On Tuesday, the U.S. Supreme Court agreed to hear disputes from Kentucky and Texas over public displays of the Ten Commandments.

In the Kentucky case, the commandments were displayed at two county courthouses with other documents, such as the Magna Carta and Declaration of Independence. In the Texas case, a Ten Commandments monument is joined by various historical monuments on the Capitol grounds.

Moore's monument was displayed alone in the rotunda of the state judicial building, installed by him without consultation with other justices. He said the Kentucky and Texas monuments, because they are paired with historical artifacts or markers, miss the religious point of his.

"The difference between those cases and my case is the acknowledgment of a sovereign God. It's that simple," Moore said at a news conference.

Last year, the U.S. Supreme Court refused to hear Moore's appeal of U.S. District Judge Myron Thompson's order requiring him to move his Ten Commandments monument from the rotunda of the state judicial building. Then last week, the U.S. Supreme Court turned back Moore's appeal of his ouster from office for ignoring Thompson's order.
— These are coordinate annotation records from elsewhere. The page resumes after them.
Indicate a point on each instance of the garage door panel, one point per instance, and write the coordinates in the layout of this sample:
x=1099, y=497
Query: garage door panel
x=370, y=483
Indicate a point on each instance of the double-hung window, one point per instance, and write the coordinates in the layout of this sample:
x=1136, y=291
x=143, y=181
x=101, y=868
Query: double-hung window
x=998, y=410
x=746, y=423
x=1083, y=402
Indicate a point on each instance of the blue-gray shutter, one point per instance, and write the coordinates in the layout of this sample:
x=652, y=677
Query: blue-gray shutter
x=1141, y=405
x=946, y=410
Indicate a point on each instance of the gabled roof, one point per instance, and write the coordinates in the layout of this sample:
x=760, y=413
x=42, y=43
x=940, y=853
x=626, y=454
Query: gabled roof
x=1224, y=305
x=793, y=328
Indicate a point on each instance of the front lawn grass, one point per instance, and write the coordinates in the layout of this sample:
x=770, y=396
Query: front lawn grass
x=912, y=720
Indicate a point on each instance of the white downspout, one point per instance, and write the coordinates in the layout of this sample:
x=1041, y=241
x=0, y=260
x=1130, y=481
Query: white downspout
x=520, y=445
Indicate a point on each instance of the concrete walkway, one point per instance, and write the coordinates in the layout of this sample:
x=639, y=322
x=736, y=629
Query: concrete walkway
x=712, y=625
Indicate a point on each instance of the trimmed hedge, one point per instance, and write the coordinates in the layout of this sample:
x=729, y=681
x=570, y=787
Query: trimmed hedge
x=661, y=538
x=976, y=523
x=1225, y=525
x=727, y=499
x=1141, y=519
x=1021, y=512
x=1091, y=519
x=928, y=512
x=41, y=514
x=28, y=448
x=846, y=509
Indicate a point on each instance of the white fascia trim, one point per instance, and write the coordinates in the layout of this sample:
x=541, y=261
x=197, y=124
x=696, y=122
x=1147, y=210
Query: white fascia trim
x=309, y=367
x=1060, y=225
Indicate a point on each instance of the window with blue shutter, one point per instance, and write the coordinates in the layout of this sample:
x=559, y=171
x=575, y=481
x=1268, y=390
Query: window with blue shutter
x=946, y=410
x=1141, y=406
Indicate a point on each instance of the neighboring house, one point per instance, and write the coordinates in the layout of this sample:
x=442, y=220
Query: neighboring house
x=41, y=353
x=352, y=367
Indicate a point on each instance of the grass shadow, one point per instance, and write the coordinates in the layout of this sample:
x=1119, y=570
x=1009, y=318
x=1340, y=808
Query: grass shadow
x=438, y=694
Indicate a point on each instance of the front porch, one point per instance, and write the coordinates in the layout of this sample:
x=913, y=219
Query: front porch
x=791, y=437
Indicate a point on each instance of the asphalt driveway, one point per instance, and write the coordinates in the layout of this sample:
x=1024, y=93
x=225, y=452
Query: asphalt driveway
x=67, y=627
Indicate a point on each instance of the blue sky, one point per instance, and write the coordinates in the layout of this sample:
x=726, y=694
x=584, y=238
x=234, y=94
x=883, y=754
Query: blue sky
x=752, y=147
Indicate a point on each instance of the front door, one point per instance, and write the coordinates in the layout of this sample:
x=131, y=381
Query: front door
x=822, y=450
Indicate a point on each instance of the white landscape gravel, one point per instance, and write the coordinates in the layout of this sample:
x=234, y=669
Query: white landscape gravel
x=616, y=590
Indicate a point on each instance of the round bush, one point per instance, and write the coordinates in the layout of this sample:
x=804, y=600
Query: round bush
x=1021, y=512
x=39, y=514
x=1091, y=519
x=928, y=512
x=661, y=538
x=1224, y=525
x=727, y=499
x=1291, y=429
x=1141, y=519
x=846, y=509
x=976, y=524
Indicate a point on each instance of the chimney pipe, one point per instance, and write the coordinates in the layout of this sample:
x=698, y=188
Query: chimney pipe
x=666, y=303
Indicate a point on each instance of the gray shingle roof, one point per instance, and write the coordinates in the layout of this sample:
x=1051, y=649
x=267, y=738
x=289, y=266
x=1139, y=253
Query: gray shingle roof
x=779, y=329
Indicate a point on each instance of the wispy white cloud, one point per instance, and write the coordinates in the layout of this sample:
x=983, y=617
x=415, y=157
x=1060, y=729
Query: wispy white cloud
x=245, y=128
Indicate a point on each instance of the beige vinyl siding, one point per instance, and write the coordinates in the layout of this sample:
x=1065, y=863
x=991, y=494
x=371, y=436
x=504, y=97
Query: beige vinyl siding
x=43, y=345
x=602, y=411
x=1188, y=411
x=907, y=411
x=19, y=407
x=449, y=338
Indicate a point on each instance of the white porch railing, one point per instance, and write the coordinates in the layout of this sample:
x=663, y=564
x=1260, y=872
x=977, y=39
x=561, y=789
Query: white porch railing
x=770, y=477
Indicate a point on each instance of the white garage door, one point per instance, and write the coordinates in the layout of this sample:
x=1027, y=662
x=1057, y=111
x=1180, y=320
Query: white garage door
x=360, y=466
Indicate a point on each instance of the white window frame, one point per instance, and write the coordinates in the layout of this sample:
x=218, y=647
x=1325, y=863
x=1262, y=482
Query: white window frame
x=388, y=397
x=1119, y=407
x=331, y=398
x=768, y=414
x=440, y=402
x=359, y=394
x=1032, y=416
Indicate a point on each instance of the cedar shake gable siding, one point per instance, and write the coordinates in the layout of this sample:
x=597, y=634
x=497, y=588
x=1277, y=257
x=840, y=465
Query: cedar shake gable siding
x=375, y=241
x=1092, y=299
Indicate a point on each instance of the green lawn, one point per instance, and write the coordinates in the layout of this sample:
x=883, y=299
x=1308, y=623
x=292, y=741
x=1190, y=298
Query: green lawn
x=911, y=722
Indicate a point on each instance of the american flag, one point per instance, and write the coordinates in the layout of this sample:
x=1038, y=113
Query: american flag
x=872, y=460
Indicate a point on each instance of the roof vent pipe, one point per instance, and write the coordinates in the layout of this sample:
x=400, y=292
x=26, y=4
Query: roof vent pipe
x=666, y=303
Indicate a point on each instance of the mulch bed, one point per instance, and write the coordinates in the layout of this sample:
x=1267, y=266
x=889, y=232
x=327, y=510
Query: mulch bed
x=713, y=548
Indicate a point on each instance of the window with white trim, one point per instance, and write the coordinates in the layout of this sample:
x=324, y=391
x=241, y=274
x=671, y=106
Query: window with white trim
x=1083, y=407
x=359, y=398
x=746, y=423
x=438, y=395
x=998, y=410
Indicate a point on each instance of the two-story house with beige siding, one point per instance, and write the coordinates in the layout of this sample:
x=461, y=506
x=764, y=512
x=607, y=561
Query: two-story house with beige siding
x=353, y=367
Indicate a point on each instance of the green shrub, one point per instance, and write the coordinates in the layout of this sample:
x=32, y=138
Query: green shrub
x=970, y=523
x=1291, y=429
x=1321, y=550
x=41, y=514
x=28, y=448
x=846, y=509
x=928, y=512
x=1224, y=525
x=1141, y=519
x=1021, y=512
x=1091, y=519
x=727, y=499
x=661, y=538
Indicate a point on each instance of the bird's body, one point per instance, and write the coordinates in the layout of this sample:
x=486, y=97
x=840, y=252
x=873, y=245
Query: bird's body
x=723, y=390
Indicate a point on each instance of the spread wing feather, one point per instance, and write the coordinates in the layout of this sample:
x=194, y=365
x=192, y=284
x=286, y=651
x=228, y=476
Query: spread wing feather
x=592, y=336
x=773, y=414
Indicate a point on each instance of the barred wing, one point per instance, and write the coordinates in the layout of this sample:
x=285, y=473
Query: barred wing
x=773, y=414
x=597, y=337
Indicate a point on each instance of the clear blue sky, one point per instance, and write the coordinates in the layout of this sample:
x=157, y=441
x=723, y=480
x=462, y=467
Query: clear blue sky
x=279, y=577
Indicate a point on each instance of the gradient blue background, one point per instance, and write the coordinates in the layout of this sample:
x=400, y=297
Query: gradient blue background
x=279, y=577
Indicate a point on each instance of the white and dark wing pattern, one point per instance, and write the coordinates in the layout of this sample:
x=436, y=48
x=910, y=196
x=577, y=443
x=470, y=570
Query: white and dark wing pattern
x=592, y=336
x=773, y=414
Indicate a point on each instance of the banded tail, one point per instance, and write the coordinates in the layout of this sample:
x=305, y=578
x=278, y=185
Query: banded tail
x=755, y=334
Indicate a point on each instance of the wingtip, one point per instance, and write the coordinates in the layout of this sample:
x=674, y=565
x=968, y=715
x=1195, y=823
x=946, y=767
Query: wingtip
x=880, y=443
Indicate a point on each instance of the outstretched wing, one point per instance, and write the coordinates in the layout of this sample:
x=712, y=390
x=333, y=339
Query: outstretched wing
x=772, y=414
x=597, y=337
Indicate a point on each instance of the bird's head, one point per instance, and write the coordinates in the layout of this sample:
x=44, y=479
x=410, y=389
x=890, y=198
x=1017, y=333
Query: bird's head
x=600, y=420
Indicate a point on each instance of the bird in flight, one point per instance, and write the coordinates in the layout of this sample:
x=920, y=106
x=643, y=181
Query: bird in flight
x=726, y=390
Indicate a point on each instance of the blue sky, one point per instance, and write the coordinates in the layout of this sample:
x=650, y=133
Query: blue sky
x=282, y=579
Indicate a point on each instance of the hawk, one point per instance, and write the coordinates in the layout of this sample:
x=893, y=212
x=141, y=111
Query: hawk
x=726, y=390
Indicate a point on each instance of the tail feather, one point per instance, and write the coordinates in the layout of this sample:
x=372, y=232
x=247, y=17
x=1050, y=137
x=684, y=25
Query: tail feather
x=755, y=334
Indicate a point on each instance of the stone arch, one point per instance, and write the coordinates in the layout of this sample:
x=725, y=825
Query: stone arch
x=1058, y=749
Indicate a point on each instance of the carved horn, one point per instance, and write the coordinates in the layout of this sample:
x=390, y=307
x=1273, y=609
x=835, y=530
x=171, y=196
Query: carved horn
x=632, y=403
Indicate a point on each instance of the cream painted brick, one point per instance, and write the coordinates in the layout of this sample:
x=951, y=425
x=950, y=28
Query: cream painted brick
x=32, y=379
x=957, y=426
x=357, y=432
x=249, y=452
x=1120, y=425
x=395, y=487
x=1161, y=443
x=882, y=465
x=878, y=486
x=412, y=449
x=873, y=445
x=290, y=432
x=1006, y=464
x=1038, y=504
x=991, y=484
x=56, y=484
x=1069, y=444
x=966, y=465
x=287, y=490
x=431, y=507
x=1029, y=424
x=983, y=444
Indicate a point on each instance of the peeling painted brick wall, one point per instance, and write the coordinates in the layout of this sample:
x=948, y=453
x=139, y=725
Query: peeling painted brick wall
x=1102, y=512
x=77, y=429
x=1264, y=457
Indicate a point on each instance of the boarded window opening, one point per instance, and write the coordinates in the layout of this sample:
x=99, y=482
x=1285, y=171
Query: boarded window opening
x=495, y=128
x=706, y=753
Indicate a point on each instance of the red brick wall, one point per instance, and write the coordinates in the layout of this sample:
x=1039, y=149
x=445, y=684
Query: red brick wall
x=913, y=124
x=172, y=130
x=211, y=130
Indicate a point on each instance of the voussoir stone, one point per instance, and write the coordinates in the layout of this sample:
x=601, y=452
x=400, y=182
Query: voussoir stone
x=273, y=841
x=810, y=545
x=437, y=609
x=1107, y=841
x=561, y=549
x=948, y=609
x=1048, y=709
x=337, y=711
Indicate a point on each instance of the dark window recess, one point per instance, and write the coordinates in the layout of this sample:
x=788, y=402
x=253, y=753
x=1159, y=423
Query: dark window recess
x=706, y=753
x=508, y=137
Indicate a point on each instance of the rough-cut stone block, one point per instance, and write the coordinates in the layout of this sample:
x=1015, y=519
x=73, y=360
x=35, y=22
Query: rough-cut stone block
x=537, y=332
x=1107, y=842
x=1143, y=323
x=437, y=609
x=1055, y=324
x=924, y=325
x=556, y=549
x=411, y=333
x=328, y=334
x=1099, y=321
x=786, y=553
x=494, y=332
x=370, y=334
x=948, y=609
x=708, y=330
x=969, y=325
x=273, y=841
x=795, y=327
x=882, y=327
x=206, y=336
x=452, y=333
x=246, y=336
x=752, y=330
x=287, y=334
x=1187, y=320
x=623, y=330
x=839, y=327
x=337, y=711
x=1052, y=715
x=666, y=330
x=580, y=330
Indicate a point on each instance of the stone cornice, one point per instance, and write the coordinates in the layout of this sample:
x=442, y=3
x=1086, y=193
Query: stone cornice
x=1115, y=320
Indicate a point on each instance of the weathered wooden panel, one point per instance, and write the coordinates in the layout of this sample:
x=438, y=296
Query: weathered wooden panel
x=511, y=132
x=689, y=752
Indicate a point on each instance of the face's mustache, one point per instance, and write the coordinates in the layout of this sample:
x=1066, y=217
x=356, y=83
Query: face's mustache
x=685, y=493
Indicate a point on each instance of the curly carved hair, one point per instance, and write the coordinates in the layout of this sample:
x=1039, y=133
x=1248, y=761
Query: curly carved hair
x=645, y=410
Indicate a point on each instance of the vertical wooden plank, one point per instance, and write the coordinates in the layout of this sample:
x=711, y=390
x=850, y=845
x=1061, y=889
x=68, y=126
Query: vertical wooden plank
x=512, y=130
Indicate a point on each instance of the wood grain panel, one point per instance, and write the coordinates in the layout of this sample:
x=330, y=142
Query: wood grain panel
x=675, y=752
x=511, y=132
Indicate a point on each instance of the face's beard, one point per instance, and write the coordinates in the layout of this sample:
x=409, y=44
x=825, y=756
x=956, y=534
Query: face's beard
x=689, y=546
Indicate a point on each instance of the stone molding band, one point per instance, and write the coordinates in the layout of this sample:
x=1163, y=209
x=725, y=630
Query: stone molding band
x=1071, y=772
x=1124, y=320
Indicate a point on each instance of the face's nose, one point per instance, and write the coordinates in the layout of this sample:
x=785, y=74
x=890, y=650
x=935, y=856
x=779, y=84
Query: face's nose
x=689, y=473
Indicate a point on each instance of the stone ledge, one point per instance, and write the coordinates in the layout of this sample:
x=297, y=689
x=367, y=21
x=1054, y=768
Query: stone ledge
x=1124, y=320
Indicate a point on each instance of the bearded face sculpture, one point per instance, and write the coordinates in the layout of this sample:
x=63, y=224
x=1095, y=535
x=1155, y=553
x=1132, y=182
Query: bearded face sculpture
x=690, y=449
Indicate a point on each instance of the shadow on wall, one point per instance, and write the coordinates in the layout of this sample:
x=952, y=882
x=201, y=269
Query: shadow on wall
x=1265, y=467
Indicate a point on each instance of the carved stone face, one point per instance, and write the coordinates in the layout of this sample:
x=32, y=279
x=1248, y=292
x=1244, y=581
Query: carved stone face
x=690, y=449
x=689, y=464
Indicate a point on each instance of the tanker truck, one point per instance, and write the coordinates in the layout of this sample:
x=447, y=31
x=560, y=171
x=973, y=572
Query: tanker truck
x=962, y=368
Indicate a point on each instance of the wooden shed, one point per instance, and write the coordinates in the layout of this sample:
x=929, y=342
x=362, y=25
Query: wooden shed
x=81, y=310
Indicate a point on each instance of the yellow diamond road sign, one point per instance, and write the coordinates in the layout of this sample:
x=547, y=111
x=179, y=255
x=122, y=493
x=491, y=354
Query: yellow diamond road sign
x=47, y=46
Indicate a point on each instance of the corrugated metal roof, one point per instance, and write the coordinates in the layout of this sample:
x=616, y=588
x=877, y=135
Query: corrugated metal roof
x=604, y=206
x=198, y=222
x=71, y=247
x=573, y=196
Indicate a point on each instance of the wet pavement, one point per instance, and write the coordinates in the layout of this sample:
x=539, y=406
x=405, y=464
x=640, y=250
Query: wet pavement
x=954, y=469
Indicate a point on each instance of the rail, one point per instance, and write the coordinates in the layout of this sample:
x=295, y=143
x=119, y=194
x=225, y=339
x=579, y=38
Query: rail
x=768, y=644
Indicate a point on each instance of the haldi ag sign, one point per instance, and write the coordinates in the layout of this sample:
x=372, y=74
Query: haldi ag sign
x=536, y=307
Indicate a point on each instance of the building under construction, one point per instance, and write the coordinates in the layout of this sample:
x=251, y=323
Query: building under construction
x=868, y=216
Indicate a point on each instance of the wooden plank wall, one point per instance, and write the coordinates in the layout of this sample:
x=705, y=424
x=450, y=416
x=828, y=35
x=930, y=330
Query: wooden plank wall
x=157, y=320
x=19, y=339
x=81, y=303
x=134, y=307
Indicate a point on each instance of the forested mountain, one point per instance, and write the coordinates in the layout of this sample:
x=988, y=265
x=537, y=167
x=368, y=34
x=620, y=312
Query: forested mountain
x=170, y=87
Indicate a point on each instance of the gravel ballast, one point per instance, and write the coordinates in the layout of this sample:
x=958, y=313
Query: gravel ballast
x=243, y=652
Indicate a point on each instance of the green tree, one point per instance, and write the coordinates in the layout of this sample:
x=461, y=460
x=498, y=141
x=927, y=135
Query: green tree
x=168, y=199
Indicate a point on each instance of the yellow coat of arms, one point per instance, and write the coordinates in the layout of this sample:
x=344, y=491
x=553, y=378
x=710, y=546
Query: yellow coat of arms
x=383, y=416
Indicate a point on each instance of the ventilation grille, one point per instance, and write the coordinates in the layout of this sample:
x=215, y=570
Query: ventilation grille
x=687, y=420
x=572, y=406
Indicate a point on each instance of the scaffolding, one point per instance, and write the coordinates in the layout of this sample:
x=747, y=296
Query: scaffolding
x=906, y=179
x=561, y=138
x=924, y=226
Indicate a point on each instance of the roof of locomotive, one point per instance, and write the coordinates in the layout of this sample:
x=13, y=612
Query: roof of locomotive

Moore said the justices turned his case away "because they put themselves above the law and above God."

Joe Conn, spokesman for Americans United for Separation of Church and State, said the type of Ten Commandments display was the big difference between the court rejecting the Alabama case and taking the Texas and Kentucky cases.

"Judge Moore put up his display alone, sending a clear message of government endorsement of religion," Conn said.

Moore predicted the Supreme Court will uphold the Texas display because it was "secularized" from the beginning by nearby historical artifacts, but will reject the Kentucky display because other documents weren't put around it until it was challenged in court.

"If you secularized it enough, if you reduced it to history enough to deny the sovereignty of God, it's OK," Moore said.

After Moore lost his Ten Commandments case last year, Gov. Bob Riley and the Alabama Supreme Court put up displays in the Capitol and the judicial building that included the Ten Commandments with several other documents, all the same size as the Ten Commandments.

"The current displays are similar to the ones in Kentucky. This could tell us whether those displays meet the requirements of the Constitution," Conn said.

Cohen said the Alabama displays, unlike the Kentucky display, contained a variety of documents from the beginning. Cohen said he sees no problems for the Alabama displays if they were done for truly historic reasons.

"The key question is: Are you doing it for a religious lesson or a history lesson?" Cohen said.

Moore said he doesn't like the Montgomery displays because he said they relegate the Ten Commandments to history and do "not recognize a sovereign God."

"It's completely different from what I did," Moore said.